These together then make for the deadly concoction of labour unrest, building collapse and deaths in fire. Tazreen, Spectrum and Rana Plaza are born and repeated over and over.
Leading non-profit advocacy organisation, the International Labour Rights Forum in its document -- Deadly Secrets -- shed light on the greed merchants. The relationship between poor purchasing practices and dangerous working conditions is not rocket science, it observes.
The World Bank too notes that the "price and compliance decisions of buyers are not synchronised."
Angry at the apparent nonchalance of world's top buyers, the Clean Clothes Campaign has accused them of criminal negligence.
For cheap price, these brands choose factories that are virtual death traps.
On paper, the buyers may do a lot of tall talks. Take Primark as an example. The garment factories inside Rana Plaza that collapsed in Savar leaving 381 people dead were making products for Primark, a UK-based company.

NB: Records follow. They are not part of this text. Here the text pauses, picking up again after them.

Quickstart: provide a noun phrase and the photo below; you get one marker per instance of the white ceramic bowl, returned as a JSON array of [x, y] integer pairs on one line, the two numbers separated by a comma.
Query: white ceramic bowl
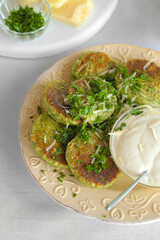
[[117, 124]]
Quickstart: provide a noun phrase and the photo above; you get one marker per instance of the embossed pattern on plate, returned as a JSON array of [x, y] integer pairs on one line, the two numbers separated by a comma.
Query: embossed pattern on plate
[[141, 205]]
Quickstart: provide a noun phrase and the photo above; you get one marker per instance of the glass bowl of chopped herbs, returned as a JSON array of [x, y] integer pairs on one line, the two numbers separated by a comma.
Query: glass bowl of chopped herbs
[[25, 20]]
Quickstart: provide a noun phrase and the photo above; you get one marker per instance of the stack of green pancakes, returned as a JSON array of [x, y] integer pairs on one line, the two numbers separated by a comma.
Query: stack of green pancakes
[[73, 131]]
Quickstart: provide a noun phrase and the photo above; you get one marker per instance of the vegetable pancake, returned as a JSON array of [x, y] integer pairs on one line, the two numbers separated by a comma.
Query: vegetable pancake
[[92, 163], [49, 139], [90, 63], [139, 81]]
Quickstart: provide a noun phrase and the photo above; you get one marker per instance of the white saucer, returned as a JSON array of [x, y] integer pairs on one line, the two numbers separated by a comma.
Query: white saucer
[[59, 36]]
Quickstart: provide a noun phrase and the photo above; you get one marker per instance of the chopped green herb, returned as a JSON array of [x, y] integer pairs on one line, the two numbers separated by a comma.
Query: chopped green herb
[[61, 177], [74, 194], [39, 109], [136, 112], [79, 161], [24, 19]]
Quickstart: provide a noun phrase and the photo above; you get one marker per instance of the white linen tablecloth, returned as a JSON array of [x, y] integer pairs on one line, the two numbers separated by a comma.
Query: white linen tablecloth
[[26, 212]]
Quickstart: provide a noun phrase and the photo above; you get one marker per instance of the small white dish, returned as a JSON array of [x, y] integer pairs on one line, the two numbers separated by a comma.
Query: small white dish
[[59, 36], [6, 6]]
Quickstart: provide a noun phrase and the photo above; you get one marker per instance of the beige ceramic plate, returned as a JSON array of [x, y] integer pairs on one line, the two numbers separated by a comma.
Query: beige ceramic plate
[[141, 205]]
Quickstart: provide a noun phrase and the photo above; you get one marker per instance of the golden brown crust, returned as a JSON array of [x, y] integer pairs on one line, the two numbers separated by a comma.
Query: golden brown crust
[[143, 66], [78, 156]]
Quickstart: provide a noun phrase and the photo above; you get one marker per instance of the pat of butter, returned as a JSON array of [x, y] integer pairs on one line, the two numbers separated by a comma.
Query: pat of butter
[[56, 3], [73, 12]]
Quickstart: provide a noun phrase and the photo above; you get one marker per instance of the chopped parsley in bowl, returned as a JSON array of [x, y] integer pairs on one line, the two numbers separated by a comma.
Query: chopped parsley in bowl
[[24, 22]]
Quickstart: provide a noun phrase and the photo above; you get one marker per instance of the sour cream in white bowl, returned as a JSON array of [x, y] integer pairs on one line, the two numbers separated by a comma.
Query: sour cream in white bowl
[[135, 144]]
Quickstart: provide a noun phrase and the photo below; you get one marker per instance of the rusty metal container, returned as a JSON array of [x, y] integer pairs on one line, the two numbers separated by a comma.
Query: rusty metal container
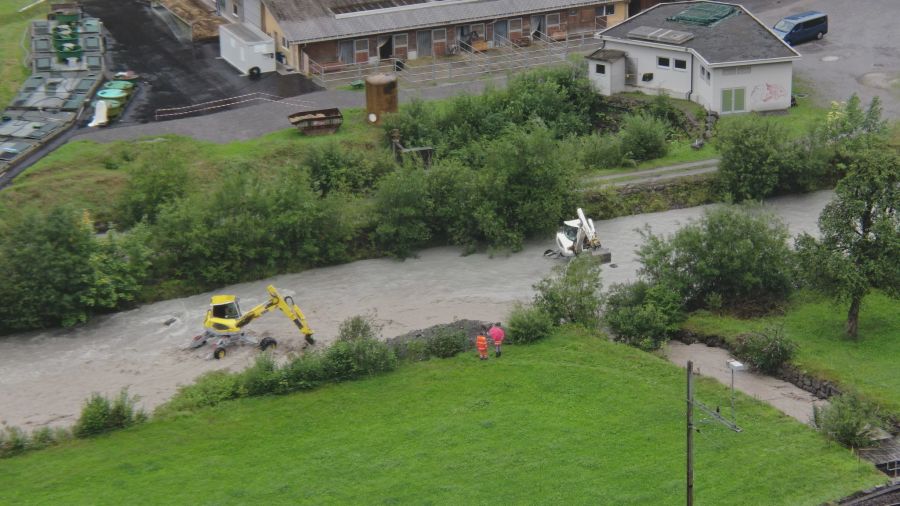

Let's check what its website says about ethical business. "Primark works closely with the suppliers and factories that produce its goods. It provides training for suppliers, factories and its own buyers so that they understand ethical issues. "The role of Primark buyers is important in helping to support ethical business practices. When selecting new suppliers and factories, Primark requires them to go through a selection process.
This enables Primark to establish if working conditions are appropriate or if improvements are necessary before the supplier can be approved." And then it says Primark's code of conduct states that within its supply chain working conditions are safe and hygienic.
The Savar tragedy only shows how empty these promises are for end customers. It certainly shows little care about the factory set-up and the working conditions where the workers are coerced into joining work.
Global opinion is almost similar: the buyers should do more to ensure work place safety. The labour organisations and NGOs have long been pressing them to agree on a uniform fire-free safety formula. The formula is agreeable but not the proposal that binds buyers to fork out money on the programme. Money prevailed over life.